Since the moment that I wrote that I didn’t think I could support Obama, one friend continued to challenge me on my reservations, in a good way, because it kept me focused on how I was approaching the election and the reasons for my ambivalent political feelings.
But now that the election is over and President-elect Obama is headed for Washington, I have a favor to ask of all those who felt that anyone not supporting Barack Obama needed to have their heads examined — it’s time for all the Democrats to support one another, but more importantly I think it’s important to remember the lessons learned and keep from alienating each other in the future, because that’s what the GOP will seize on.
Friendships have been significantly altered because of the Obama phenomenon. Usually, I’ve seen that sort of split reserved for disagreements between Republicans and Democrats, but never before within the Democratic fold.

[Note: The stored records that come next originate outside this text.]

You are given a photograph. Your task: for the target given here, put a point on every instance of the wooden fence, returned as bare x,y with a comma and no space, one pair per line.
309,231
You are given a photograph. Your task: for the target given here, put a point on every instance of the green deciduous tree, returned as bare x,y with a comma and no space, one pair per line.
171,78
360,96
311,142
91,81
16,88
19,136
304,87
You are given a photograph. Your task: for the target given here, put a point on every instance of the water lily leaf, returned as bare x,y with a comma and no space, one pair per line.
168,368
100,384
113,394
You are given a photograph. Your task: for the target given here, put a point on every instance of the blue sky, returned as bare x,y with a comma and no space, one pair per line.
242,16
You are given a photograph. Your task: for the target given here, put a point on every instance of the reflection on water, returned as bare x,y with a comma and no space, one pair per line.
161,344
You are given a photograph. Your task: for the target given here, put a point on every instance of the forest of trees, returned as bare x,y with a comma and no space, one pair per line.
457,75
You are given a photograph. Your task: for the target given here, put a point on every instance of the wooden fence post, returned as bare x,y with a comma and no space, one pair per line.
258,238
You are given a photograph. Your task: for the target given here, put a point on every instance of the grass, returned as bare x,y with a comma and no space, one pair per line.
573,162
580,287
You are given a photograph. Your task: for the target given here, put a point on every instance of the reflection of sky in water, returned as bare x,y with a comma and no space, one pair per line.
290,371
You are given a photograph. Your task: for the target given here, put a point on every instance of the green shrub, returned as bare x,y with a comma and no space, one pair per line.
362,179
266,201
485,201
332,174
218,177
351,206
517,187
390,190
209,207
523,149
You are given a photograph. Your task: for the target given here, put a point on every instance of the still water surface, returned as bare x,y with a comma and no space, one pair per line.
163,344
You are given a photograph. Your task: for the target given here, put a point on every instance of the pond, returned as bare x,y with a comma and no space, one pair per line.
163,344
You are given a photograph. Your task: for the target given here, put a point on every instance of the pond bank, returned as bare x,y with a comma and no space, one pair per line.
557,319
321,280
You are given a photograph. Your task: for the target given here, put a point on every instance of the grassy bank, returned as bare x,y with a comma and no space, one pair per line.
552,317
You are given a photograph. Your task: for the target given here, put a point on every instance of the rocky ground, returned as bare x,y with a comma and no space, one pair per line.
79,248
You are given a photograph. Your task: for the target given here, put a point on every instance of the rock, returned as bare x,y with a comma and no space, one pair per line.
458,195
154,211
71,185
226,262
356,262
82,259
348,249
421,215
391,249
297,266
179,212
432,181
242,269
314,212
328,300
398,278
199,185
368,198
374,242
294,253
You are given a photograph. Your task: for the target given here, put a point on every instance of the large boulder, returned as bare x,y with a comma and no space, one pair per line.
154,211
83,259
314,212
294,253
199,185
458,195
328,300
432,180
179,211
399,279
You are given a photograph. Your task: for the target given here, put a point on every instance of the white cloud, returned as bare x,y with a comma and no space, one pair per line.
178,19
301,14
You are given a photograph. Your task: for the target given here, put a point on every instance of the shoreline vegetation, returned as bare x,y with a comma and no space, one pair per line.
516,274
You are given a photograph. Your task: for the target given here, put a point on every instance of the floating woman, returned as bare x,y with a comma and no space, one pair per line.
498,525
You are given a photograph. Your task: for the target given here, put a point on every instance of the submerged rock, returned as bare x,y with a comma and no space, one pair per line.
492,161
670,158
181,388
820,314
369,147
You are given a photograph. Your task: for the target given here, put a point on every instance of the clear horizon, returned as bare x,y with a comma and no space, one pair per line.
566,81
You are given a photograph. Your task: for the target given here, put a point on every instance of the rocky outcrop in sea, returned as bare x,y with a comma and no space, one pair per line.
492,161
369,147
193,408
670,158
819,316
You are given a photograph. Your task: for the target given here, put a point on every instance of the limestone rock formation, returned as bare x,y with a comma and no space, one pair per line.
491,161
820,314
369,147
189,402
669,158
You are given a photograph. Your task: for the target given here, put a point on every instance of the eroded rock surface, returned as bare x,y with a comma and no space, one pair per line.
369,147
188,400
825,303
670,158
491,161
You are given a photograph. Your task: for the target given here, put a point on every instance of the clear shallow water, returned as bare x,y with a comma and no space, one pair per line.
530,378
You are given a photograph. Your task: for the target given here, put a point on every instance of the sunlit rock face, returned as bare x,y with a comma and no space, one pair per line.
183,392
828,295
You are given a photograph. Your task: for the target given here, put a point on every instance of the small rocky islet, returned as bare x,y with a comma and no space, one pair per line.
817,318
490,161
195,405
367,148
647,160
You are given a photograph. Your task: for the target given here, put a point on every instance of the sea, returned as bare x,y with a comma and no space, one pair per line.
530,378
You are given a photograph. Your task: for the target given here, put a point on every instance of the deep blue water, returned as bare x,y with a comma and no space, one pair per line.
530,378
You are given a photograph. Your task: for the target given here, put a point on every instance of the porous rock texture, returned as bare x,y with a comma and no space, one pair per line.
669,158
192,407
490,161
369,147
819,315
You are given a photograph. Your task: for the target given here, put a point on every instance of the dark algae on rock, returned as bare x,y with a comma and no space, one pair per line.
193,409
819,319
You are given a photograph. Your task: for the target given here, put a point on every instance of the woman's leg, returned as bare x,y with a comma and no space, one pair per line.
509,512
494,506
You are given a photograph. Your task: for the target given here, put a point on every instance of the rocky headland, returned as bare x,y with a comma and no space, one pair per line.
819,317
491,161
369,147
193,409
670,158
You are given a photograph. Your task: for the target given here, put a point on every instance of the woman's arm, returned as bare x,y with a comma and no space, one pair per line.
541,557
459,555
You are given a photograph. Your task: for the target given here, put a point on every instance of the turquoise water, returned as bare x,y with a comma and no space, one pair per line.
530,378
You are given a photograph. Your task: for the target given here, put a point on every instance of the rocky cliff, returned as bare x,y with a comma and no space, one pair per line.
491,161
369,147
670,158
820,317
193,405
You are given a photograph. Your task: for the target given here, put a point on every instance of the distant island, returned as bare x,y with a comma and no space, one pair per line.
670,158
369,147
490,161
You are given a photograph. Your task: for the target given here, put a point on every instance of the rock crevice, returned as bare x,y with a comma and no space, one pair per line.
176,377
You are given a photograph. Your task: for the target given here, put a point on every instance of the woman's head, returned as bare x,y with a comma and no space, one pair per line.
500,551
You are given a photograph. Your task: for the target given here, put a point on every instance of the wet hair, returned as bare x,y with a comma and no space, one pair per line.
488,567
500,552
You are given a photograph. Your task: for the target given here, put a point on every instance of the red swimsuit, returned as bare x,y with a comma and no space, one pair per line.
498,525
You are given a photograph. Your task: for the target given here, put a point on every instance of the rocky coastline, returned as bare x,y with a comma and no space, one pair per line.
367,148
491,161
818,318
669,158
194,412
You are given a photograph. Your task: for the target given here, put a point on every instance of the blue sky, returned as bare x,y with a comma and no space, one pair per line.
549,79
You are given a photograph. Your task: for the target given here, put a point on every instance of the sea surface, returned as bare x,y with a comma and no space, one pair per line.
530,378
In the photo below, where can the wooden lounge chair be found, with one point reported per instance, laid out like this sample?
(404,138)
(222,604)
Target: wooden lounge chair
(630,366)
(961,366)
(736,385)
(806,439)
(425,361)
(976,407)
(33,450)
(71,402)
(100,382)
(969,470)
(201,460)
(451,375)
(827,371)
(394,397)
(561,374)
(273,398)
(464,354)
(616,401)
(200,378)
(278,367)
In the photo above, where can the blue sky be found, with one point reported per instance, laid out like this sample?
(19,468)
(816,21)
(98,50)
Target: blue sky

So, I’m asking all those Obama supporters who had a hard time cutting Hillary fans some slack, to reflect and try to see things from our side now that your man has won. Plenty of Obama fans thought Hillary was a political gamesman (or woman) who would stop at nothing to be in the White House. Maybe. Probably. But let’s at least admit that Obama is, essentially, the same — he had his strategies (remember not wanting to count Michigan or Florida votes in the primary?) and he had his own share of belittling comments that helped propel him, a relative neophyte to the political world, to his goal.
He is not a political saint or savior. He is a person. And now he is the President. But he is as political as anyone else whose ego and personality has pushed them to want to be the most powerful person on the planet.
So I’m asking, Obama fans, can you at least factor that in to your thinking now that he is going to be the president and remember that those of us who supported one (or more) other candidates in the process had our good reasons for doing so. We weren’t stupid or blind, we just saw things in a different way.
Barbs and insults hurled between Democrats need to be put away now so we can be on one page for moving our collective agenda forward.